C’est logique. Sunda est humide et Sahul est sec, et si vous pouvez tolérer plus de ce spectre humide-sec, vous êtes mieux équipé pour vous déplacer entre ces régions.

Mais nous avons encore une grande question. Pourquoi plus d’animaux se sont-ils déplacés de Sunda vers Sahul que dans l’autre sens ?

Beaucoup de choses peuvent changer en 30 millions d’années

La dernière pièce du puzzle consiste à examiner comment ces facteurs cruciaux – la capacité des espèces à se disperser et à s’établir dans de nouveaux environnements – ont changé au fil du temps.

Nous savons que Sunda était dominée par une forêt tropicale luxuriante depuis avant que l’Australie ne se sépare de l’Antarctique. Plus tard, lorsque les îles de tremplin ont commencé à apparaître, elles avaient également le type de climat équatorial humide favorisé par la végétation de la forêt tropicale, et plus tard les animaux, de Sunda.

En Australie, cependant, des forêts tropicales similaires rétrécissaient et étaient remplacées par des prairies et des forêts dans la plupart des régions.

Cela signifie que lorsque les animaux se déplacent de Sunda, à travers les îles de tremplin, vers la Nouvelle-Guinée et les pointes nord de l’Australie à Sahul, ils connaissent une bande de climat tropical humide similaire.

Cependant, la plupart des animaux de Sahul ont évolué sur le continent australien, dont la plupart étaient beaucoup plus secs. Donc, passer de l’Australie continentale, à travers la Nouvelle-Guinée et les tremplins, à Sunda, nécessite des adaptations à un environnement très différent.

Et les animaux australiens qui ont réussi à se frayer un chemin vers les îles de tremplin auraient probablement rencontré la concurrence des groupes Sunda existant déjà heureusement dans leur climat tropical préféré.

Les réponses se préparent depuis longtemps

Le climat et la géographie sont parmi les éléments les plus importants qui façonnent l’évolution et la répartition des différentes espèces.
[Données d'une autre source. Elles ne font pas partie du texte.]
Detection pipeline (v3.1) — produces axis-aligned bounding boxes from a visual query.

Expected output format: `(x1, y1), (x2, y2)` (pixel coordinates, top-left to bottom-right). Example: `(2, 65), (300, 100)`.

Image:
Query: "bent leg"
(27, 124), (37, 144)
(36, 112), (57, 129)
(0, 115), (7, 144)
Avoir une vision à long terme, profondément dans le passé, nous aide à comprendre le monde qui nous entoure.

Des questions simples – comme « pourquoi n’y a-t-il pas de kangourous en Asie mais des souris sautillantes en Australie ? » – ont des réponses qui se préparent depuis des centaines de millions d’années.

Plus d’information:
A. Skeels et al, les paléoenvironnements ont façonné l’échange de vertébrés terrestres à travers la ligne de Wallace, Science (2023). DOI : 10.1126/science.adf7122

Fourni par La Conversation

Cet article est republié de La conversation sous licence Creative Commons. Lis le article original.